Figure 3: The environment factory floor, audited against the four substrate requirements from §2. No single factory maxes every column — Endless Terminals optimizes verified supply, Agent-World optimizes curriculum, OpenResearcher optimizes reproducibility — which is exactly why "environment supply" is a portfolio decision, not a product purchase. Every cell is sourced to the cited paper's reported design.

Key Takeaway

3. Five open factories already span the design space: procedural supply (Endless Terminals), economic coverage with an audit agent (Gym-Anything), self-evolving curriculum (Agent-World), offline reproducibility (OpenResearcher), and modular systems (ROME/iFlow). No one factory wins every column. Treat environment supply as a portfolio you assemble, and notice that reward verification keeps showing up as a second model whose job is to reject bad environments.

§4 — Train where you serve

Here is the failure that quietly killed most applied RL of the 2018 era, and it had nothing to do with reward design. Teams trained agents in a clean simplified simulator and deployed them into a messy production system, and the policy fell apart on contact — the train/serve gap. The two distributions were different, so a policy optimal in the first was mediocre in the second. The modern equivalent is sharper, because the production system is the harness H: the context-assembly, tool-routing, memory, and verification scaffold the agent actually runs inside. If you train in a stripped-down environment and serve inside a rich harness, you have rebuilt the 2018 gap with new words.

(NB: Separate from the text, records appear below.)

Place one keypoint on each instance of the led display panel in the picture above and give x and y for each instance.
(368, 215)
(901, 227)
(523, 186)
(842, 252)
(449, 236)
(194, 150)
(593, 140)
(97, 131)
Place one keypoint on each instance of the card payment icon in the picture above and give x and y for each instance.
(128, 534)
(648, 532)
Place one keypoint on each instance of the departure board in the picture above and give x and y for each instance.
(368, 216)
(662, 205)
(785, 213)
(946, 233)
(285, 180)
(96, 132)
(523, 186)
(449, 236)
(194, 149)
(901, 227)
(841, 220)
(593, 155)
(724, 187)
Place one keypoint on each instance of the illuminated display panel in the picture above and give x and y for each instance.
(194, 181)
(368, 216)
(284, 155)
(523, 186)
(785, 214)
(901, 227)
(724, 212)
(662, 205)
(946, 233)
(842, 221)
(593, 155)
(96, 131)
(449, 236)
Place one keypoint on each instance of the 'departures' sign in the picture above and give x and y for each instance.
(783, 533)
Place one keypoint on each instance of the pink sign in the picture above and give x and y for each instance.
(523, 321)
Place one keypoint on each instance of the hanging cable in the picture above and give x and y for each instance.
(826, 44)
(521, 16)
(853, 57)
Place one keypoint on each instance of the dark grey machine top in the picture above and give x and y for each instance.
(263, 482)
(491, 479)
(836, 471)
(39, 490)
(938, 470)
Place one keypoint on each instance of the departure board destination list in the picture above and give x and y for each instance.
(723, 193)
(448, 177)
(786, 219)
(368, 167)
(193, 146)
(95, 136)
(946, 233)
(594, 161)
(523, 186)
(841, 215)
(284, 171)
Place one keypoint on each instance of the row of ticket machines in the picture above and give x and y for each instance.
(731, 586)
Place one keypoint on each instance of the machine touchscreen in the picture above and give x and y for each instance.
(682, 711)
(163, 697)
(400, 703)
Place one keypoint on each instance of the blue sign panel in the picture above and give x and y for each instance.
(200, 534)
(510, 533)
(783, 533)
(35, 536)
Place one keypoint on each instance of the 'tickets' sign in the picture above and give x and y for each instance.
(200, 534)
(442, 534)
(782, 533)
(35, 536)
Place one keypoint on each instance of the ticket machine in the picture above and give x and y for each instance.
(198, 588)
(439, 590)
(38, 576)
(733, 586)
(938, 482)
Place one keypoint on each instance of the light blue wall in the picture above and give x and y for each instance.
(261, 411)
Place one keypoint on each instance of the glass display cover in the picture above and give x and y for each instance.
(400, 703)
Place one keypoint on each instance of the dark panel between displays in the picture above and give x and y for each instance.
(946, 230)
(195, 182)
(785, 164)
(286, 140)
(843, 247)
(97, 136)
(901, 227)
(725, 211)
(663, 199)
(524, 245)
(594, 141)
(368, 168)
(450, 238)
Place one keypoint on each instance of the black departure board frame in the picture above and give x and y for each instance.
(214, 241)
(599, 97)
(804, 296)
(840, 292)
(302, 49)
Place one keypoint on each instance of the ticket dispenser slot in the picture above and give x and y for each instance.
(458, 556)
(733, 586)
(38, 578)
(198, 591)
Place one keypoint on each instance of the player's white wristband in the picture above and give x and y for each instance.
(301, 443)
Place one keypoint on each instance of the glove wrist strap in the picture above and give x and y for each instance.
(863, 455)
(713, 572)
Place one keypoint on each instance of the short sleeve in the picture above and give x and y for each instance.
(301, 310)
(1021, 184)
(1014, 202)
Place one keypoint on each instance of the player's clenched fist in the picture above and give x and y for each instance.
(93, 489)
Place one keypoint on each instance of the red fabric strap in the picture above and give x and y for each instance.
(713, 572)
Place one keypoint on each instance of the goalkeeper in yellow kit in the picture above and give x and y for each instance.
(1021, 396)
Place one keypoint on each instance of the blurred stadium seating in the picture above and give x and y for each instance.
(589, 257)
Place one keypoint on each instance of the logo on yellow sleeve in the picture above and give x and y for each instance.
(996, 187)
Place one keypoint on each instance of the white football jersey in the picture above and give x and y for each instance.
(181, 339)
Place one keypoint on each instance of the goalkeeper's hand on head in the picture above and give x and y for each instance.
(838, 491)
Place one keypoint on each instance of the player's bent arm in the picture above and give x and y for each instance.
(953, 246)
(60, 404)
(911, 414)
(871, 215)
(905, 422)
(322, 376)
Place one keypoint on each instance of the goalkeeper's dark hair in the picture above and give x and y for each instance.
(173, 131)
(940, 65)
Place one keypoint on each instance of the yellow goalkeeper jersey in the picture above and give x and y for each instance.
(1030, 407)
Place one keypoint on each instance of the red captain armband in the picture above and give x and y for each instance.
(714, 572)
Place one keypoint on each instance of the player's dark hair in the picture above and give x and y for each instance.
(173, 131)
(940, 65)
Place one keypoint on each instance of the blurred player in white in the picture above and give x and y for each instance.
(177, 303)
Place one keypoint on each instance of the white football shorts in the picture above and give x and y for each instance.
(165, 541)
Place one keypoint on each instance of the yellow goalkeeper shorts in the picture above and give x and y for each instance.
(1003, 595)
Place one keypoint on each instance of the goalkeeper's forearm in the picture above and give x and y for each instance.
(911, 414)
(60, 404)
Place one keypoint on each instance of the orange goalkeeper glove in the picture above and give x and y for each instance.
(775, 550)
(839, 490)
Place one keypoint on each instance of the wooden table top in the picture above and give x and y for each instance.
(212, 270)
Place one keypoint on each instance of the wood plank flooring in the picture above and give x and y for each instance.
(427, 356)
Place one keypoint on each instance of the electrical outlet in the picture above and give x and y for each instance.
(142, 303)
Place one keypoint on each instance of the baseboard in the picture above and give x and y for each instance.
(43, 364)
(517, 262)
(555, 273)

The fix is the most important infrastructure idea in agentic RL right now: train on the production harness itself. Polar (Zou et al., 2026) does this by treating the harness as a black box. It proxies the agent's LLM API calls, records the token-level interactions, and reconstructs token-faithful trajectories from whatever the real harness did — so the RL trainer sees exactly the distribution the agent will be served in. The decoupling is what makes it scale: rollout nodes are agnostic to harness, trainer, and algorithm. And the result makes the train/serve gap visible as a number. Using simple GRPO, Polar improves the same Qwen3.5-4B by +22.6, +4.8, +0.6, and +6.2 points on SWE-Bench Verified across the Codex, Claude Code, Qwen Code, and Pi harnesses respectively. Same model, same algorithm, four harnesses, and the gain ranges from negligible to enormous (see Figure 4). The harness is not a deployment detail you bolt on afterward — it is part of the MDP, and which harness you train against is a first-order decision.

[← 1] defined the harness H and argued that a deployed agent's capability is the product of model quality and harness quality — and that H belongs inside the MDP, not outside it. Polar's 0.6-to-22.6 spread across harnesses is that thesis measured during training: the substrate you optimize against is a design variable, not a constant.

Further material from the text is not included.